With the fourteen paintings vectorized, we can do things like compute similarity scores. For instance, Braque, Chagall, and Picasso seem to hang together. I also ran a hierarchical clustering analysis.

It’s hard to imagine what the clustering algorithm “sees” in high-dimensional space so, wherever possible, I try to reduce down to three dimensions – using principal component analysis (PCA) or UMAP. In this case, because of the small sample, a three-D chart captures 40% of the variance.

The human eye naturally finds clusters – there are Picasso, Braque, and Chagall down at the bottom, and here is Kandinsky off by himself. Also note that Cezanne, Gauguin, and Schiele are spread out along the Y axis, but together on the X axis.
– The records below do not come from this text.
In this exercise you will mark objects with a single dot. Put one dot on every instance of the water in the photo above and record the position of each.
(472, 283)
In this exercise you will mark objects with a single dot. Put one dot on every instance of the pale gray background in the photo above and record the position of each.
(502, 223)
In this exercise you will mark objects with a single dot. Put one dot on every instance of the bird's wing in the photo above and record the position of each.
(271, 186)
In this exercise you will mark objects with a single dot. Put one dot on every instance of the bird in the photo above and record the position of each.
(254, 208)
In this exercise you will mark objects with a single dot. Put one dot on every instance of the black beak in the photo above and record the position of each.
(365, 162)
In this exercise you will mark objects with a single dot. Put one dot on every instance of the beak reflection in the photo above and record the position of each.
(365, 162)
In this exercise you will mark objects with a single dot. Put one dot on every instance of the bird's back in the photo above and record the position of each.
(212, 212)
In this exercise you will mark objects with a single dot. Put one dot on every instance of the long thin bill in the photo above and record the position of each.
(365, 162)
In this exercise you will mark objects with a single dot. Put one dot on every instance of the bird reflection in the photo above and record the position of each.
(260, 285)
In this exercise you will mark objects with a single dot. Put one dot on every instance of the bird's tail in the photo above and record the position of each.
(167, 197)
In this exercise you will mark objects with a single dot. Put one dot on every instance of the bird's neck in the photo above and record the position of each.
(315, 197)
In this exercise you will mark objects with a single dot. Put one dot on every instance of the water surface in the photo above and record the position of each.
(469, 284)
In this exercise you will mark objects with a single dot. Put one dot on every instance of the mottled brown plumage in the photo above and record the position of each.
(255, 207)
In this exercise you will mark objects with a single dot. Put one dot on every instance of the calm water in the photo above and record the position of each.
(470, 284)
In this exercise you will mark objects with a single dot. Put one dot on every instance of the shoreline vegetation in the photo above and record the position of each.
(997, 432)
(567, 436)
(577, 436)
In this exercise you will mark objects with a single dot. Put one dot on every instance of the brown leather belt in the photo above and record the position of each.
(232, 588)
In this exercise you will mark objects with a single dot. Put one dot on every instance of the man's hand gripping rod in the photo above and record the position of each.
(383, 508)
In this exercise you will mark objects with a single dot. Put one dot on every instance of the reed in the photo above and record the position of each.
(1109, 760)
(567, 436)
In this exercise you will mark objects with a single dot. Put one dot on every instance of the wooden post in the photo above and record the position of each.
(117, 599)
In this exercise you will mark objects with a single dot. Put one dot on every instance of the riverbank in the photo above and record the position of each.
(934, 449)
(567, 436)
Unfortunately, these axes are completely arbitrary. ResNet-50 can’t tell us if Z is the “axis of cubism,” or whatever. That’s the knock against neural net reasoning being a “black box.” We can see, though, that the PCA plot roughly agrees with the cluster analysis.

So, that was about two hundred lines of code as a proof of concept, plus some fun charts. If you were really doing this for your MFA, you would want to use many more paintings, and stash them in a vector database. For more on vector databases, see Literary Analysis with RAG.

Today’s featured image nods to a common gaffe in generative AI. Yes, Marc Chagall really did paint a “Self-Portrait with Seven Fingers.”